Proibiram o desconhecido de fazer o bem. Mereceram, no entanto, uma reprimenda
de Jesus: “Quem não está contra nós está a nosso favor. Não o proibais”. Eles
estavam restringindo a ação libertadora de Deus ao seu pequeno grupo. Deus, no
entanto, conforme Jesus ensina e age, não se deixa prender na pobre ação de um
pequeno grupo. Todas as pessoas de boa vontade são convidadas a colaborar na
eliminação do mal e na construção de um mundo mais humano, mais justo e
fraterno; onde todos têm acesso à vida, onde ninguém é obrigado a ficar na
margem da existência. É justamente nas “periferias” da existência que se veem
os sinais da ação do Espírito de Deus atuando. Talvez seja este um dos sentidos
da promessa que as mulheres ouvem ao se encontrarem com aquele jovem sentado no
túmulo onde Jesus fora sepultado: “... ele irá à vossa frente, na Galileia. Lá
vós o vereis” (Mc 16, 7). Na Galileia, periferia do mundo judaico, as coisas
acontecem. Lá os discípulos deverão se encontrar com o Ressuscitado. Sem
dúvida, não é lá o centro religioso de então.
Mas, vamos ao que interessa, a Igreja não pode ser
confundida com o Reino. Ela sempre deve estar ao serviço do Reino. E, tudo o
que é bom, esteja onde estiver, é ação do Reino de Deus; e a Igreja não o pode
proibir. Ela precisa apoiar e somar. Claro que pela consciência de que Jesus
deixou uma comunidade bem unida, que se alimenta na força do Espírito de amor,
a Igreja sempre zela pela sua unidade. Alegra-se por cada membro que, na
fecundidade de seu seio materno, gera para atuar no mundo; mas não pode ir
contra os que fazem o bem fora dela. Concretamente, fora da Igreja católica
existe no mundo um número incontável de homens e mulheres que fazem o bem e
vivem trabalhando por uma humanidade mais digna, mais justa e mais libertada. A
Igreja deve ver; e mais, ensinar, que também aí está vivo o Espírito de Jesus.

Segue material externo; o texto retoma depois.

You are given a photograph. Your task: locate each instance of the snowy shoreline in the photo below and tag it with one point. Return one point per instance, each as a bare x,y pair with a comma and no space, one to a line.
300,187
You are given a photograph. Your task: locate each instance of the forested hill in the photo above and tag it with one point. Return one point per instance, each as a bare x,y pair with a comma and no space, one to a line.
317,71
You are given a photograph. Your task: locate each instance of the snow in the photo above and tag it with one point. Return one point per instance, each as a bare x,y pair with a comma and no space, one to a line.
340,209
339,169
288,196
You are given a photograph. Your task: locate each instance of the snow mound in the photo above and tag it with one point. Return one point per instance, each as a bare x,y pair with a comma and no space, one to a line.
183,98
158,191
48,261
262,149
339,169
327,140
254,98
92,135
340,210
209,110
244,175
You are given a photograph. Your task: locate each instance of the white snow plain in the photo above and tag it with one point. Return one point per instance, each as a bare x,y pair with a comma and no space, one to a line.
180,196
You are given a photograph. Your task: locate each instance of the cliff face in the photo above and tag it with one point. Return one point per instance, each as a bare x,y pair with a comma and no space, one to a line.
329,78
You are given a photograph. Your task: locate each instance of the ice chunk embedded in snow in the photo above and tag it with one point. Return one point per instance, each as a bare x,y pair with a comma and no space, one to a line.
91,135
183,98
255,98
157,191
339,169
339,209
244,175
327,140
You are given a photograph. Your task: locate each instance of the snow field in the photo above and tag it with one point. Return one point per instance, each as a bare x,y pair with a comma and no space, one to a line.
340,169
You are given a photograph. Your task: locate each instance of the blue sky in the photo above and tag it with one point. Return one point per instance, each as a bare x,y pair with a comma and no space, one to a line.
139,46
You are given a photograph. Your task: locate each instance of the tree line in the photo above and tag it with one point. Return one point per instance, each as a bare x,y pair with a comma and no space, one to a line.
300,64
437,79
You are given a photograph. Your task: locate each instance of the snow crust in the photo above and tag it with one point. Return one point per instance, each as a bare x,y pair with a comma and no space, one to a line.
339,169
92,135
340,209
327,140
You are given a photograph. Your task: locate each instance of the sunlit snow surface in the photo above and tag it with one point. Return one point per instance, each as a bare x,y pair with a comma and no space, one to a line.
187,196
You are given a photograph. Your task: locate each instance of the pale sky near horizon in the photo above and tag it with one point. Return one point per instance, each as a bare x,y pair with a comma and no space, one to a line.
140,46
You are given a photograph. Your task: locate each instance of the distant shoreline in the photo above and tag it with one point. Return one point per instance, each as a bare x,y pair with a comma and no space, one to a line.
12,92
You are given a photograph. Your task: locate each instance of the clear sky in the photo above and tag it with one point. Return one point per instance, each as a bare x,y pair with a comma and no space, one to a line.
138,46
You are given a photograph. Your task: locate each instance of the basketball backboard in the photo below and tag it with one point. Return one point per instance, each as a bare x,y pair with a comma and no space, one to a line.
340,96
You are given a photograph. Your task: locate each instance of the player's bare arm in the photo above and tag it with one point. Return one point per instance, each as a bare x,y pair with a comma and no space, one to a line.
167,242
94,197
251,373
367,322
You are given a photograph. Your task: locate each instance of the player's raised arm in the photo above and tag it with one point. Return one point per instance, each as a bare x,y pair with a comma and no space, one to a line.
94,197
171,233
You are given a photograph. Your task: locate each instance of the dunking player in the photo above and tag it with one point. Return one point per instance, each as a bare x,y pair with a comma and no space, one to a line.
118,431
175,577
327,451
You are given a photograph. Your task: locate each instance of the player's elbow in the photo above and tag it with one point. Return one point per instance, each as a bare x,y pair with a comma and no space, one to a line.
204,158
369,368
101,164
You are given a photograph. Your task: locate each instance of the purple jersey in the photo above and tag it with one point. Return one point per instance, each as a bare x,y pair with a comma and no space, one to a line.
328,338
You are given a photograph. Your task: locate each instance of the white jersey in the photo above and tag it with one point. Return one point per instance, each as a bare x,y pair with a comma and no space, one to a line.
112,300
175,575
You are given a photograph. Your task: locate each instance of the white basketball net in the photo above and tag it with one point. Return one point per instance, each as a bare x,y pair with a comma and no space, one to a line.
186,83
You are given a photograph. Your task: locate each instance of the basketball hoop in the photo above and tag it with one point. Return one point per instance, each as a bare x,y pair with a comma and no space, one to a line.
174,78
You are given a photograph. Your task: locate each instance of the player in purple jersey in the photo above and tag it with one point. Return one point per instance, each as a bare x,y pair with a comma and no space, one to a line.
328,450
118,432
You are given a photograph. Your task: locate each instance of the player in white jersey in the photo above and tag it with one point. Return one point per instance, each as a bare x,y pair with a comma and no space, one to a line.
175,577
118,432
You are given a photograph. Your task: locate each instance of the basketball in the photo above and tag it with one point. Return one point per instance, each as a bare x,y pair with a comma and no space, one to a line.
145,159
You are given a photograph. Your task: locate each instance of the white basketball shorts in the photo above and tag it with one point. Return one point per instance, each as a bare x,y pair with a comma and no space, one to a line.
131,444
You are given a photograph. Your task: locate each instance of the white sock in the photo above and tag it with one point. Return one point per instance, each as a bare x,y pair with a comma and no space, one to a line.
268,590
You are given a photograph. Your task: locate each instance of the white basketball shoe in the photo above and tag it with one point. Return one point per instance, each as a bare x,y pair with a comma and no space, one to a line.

Estas pessoas não são adversários, mas amigos e aliados. Não existe um só
combate pela justiça – por mais equivoco que seja seu pano de fundo político –
que não esteja silenciosamente em relação com o Reino de Deus, embora os
cristãos, às vezes não o queiram saber. Onde se luta pelos humilhados, pelos
esmagados, pelos fracos, pelos abandonados, ali se luta em favor do Reino de
Deus. Deus está atuado no mundo.
Igreja
católica e igreja cristãs
O primeiro desafio, tanto para os católicos como para os
evangélicos, é na verdade o de evitar fanatismos. O fanatismo é veneno! Ninguém
é melhor que ninguém. Se aqueles discípulos foram repreendidos pelo divino
Mestre por se julgarem melhores do que o desconhecido que “expulsava demônios”,
o que dizer de nós, hoje? Sejamos humildes! Portanto, o fanatismo é arrogância,
ele fecha as portas para a ação do Espírito de Deus fora do pequeno grupo que
se julga seleto. Deus, porém, ama a todos indistintamente. E, muito menos, fica
limitado para dar suas graças a alguém por não ser deste ou daquele grupo;
desta ou daquela igreja. Pensar assim, é projetar em Deus nossas mesquinhas
ideias. Fazer de Deus um deus que pensa e age como nós; não o Deus que nos quer
todos bem perto dele para nos instruir conforme o seu coração.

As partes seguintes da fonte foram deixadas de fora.